Colleges scouting extra beds as freshman housing crunch looms

August 13, 1987

What do you do with as many as 300 extra freshmen? That's what housing directors at colleges and universities across the United States have been asking themselves all summer.

After a spring of drastically increased freshman enrollment unanticipated by admissions offices, admissions personnel may be scratching their heads but housing departments are left holding the ball.

With only weeks left to provide rooms for unexpected students, many housing officials are converting double rooms into triples or putting beds and desks in student lounges.

Others unable to expand on-campus housing beyond its present capacity are seeking alternative solutions. Some schools are resorting for the first time to their right to rescind offers of admission because of poor performance. For colleges that do not normally keep close tabs on students' spring grades, careful monitoring of year-end transcripts helps lighten the overflow of incoming freshmen.

Some, like Carleton College in Northfield, Minn., or Hobart and William Smith Colleges in Geneva, N.Y., are strongly encouraging upperclassmen to find noncollege-owned housing off campus.

Lehigh University in Bethlehem, Pa., is responding to 224 additional first-year students by allowing some freshmen to live in Lehigh-owned apartment buildings usually saved for older students.

Yale University is compensating for a slightly increased freshman class by restricting all transfer students to January arrival, rather than having them start at Yale in September.

Other colleges are simply planning to house extra students temporarily in campus study rooms or nearby hotels until they find adequate space.

According to Linda M. Kreamer, director of admissions at the University of Vermont, many housing crunches work themselves out in a few weeks.
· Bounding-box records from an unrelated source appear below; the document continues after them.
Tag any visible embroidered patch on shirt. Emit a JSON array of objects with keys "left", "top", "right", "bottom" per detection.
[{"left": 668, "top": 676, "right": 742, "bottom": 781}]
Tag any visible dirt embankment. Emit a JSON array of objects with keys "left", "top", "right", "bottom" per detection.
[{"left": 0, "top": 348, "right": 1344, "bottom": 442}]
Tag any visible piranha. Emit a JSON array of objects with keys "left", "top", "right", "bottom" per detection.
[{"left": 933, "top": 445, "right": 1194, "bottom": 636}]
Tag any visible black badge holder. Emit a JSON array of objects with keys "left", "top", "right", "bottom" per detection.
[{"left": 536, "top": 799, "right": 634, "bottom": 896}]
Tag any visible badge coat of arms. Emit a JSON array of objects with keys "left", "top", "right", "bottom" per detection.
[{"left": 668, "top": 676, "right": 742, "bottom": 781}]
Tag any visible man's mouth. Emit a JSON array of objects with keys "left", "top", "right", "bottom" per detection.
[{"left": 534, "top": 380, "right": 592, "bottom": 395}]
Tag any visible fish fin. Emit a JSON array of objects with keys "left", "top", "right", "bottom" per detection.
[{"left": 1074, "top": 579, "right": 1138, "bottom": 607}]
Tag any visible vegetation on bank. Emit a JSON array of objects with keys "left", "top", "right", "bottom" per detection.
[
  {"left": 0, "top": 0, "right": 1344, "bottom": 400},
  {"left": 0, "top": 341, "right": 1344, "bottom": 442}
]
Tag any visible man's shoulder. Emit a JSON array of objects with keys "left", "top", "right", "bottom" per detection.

Typically, a number of students choose to move off campus or decide to drop out of college altogether within the first weeks of the fall semester. Some who have enrolled simply never arrive. Since these ``no-shows'' rarely inform a school of their final decision not to attend, it often takes about a month to discover all of the empty beds.

Most colleges planning to place students in tighter housing arrangements this fall are wary of angering incoming freshmen and their tuition-paying parents with cramped quarters. The University of New Hampshire in Durham will be housing some first-year students in ``built-up doubles'' but plans to reduce rent accordingly.

``In the past, students have all been able to adjust successfully to that situation,'' says Stanwood C. Fish, University of New Hampshire's dean of admissions. ``Often they don't want to be separated later on [when more spacious housing becomes available].''

While solutions to the immediate housing dilemma are plentiful and varied, no one seems able to account for the cause of the problem: the sudden jump in freshman enrollment across the country.

In recent years, college admissions officials have been focusing their efforts on stepped-up marketing in response to a declining national pool of 18-year-olds.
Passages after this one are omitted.